Insight into the Hydrocephalic Brain Using Diffusion Tensor Imaging
by Ashly Westrick, Research Programs Manager and Marvin Sussman, Ph.D.
HA is dedicated to providing our community with the latest updates on research in an easily understandable fashion. Sometimes the scientific and research journal articles can be daunting to those of us not in the medical and scientific fields. Ashly Westrick, M.P.H., our Research Programs Manager, and Marvin Sussman, Ph. D., an HA board member, take on this task. We received interest in understanding the paper published in February in the journal American Journal of Neuroradiology entitled, “Diffusion Tensor Imaging Properties and Neurobehavioral Outcomes in Children with Hydrocephalus.” Below is a summary of that paper.
Increased intracranial pressure due to hydrocephalus can result in damage throughout the brain, including white matter structures such as the corpus callosum, internal capsule, and fornix. This damage has been reported to be a factor in poor neurological outcomes. In the study, researchers used diffusion tensor imaging (DTI) to quantify the diffusion properties in the white matter structures for children with hydrocephalus.

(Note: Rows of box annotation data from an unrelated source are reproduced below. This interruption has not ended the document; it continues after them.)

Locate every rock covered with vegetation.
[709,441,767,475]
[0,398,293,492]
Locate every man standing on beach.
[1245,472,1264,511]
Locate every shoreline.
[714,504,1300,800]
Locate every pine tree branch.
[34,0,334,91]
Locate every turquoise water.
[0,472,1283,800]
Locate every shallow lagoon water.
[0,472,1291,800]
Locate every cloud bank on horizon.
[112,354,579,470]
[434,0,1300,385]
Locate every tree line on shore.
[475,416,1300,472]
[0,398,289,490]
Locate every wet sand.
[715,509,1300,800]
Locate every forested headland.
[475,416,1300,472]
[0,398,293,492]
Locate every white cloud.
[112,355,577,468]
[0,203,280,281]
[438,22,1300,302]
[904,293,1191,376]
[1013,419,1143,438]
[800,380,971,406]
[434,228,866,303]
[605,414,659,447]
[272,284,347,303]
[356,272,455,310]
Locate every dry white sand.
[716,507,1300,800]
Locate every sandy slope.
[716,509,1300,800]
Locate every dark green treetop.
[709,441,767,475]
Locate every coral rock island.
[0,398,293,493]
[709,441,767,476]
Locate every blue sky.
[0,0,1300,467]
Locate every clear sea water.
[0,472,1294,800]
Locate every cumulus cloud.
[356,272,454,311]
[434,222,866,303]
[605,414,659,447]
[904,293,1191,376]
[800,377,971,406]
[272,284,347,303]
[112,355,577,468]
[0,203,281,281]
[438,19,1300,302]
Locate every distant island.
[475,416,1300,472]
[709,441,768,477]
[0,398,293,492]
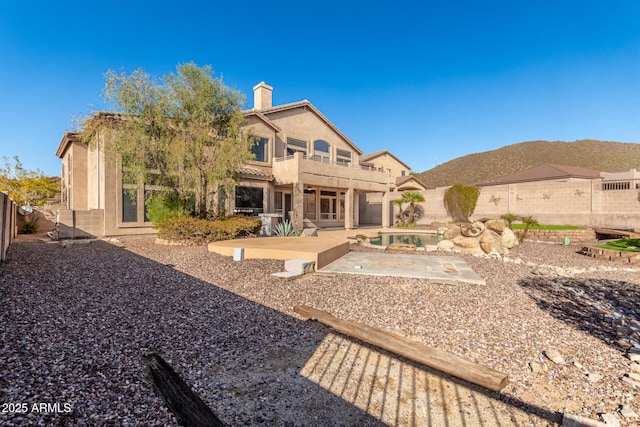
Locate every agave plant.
[274,219,298,237]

What is DTI? DTI is a form of MRI that allows the non-invasive mapping of the diffusion (spreading) process of molecules, mainly water, in the tissues of a living organism. Conventional MR imaging techniques allow for detection of major structural abnormalities, but are not sensitive enough to quantify white matter abnormalities. DTI allows researchers to understand the extent of tissue damage and how parts of the brain are connected. Water molecule spreading patterns reveal microscopic details about tissue structure in the normal or diseased tissues. One such detectable change is white matter structural alterations with trauma and disease. White matter is one of the two components of the central nervous system, and is mostly glial cells. Glial cells are non-neuronal cells involved in homeostasis, myelin formation, and protection for neurons. Changes in white matter may correspond with disease progression. In conditions causing structural abnormalities or tissue degeneration, DTI measurements can quantify these changes, and can be used as a non-invasive tool to monitor disease progression or therapeutic efficacy of an intervention.

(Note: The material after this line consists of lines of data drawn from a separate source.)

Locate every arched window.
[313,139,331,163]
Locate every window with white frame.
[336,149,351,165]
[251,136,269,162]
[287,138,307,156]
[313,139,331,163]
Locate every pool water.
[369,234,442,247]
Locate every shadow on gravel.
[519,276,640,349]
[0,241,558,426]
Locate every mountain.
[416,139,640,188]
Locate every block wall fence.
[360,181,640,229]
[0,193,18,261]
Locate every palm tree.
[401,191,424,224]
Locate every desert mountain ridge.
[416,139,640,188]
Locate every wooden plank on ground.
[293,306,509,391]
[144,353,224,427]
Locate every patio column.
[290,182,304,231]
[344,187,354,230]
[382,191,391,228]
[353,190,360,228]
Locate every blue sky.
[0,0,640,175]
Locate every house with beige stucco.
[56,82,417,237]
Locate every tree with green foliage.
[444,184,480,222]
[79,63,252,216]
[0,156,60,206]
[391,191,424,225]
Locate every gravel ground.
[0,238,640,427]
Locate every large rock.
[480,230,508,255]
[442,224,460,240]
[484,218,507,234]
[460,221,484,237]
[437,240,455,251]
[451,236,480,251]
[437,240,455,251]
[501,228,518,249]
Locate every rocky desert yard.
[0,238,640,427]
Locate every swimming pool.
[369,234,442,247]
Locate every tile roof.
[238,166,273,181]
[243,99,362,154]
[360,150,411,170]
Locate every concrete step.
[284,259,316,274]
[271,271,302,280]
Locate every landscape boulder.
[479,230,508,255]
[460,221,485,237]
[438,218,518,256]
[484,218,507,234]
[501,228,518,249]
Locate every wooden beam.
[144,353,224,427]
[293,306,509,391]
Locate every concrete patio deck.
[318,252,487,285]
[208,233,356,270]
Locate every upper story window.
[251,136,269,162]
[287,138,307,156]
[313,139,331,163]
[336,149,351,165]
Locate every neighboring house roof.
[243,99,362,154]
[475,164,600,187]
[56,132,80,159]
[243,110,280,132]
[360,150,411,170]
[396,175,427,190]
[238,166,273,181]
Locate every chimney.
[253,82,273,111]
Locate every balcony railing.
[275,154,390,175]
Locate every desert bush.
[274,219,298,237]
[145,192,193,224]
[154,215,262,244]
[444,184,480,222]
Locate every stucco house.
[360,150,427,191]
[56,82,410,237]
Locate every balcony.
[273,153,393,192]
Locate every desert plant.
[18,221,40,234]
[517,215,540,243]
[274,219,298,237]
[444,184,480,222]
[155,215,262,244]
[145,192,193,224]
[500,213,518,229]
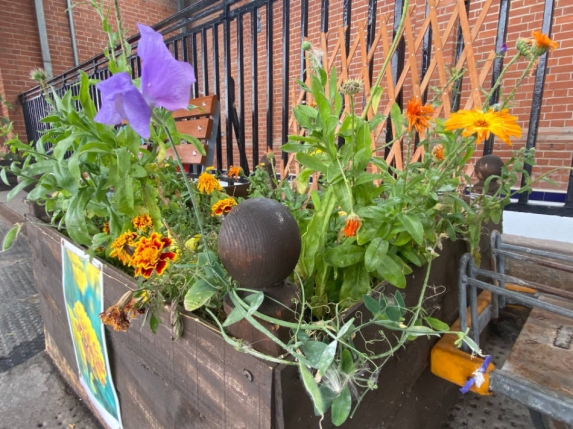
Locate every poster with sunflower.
[62,240,123,429]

Few studies have been done using DTI in pediatric hydrocephalus; the authors attribute this to the narrow time window between diagnosis of this condition and treatment. As many of us know from experience, once we are diagnosed, treatment in the form of a shunt placement or ETV quickly follow, thereby minimizing the window for studying white matter damage due to intracranial pressure. The current paper reports initial findings from the imaging and neurobehavioral tests in children with hydrocephalus before surgical management.
The study evaluated a total of 44 children, comparing DTI images in 24 with hydrocephalus to 20 control subjects (all between birth and 51 months). Participants in this study were from an ongoing multicenter, prospective longitudinal imaging trial of pediatric hydrocephalus. The authors propose that children with hydrocephalus would demonstrate abnormal diffusion or spreading properties as evidenced by tissue changes using DTI, that may be characteristically different in the white matter structures of the corpus callosum and internal capsule. In addition, researchers hypothesized that neuropsychological outcome measures, such as child’s independence skills, communication, daily living, social and motor skills, would be abnormal and would correspond with alterations in DTI measurements. Briefly, the main findings of the paper were:
- Diffusion properties in children with hydrocephalus demonstrated altered DTI in white matter regions compared to healthy controls.
- The patterns of abnormality in DTI measurements vary in different white matter regions.
- A strong correlation was found between the DTI indices and the motor skills reported by the parents, providing initial evidence for white matter alteration and functional deficits.
The authors conclude that DTI reveals alterations in the white matter structure in children with hydrocephalus, with preliminary findings suggesting a correlation with clinical motor deficits. As more data are collected, the researchers will continue to quantify the progression of white matter changes and how these changes impact clinical outcomes to both short- and long-term surgical outcomes.
The meaning? The goal of this research is to be able to learn and quantify the damage occurring in the hydrocephalic brain. This knowledge could help provide valuable information to medical professionals and parents on how to, potentially, plan earlier interventions to help their children overcome possible challenges. These are preliminary findings and more research is needed but we are encouraged by the direction of this hydrocephalus research.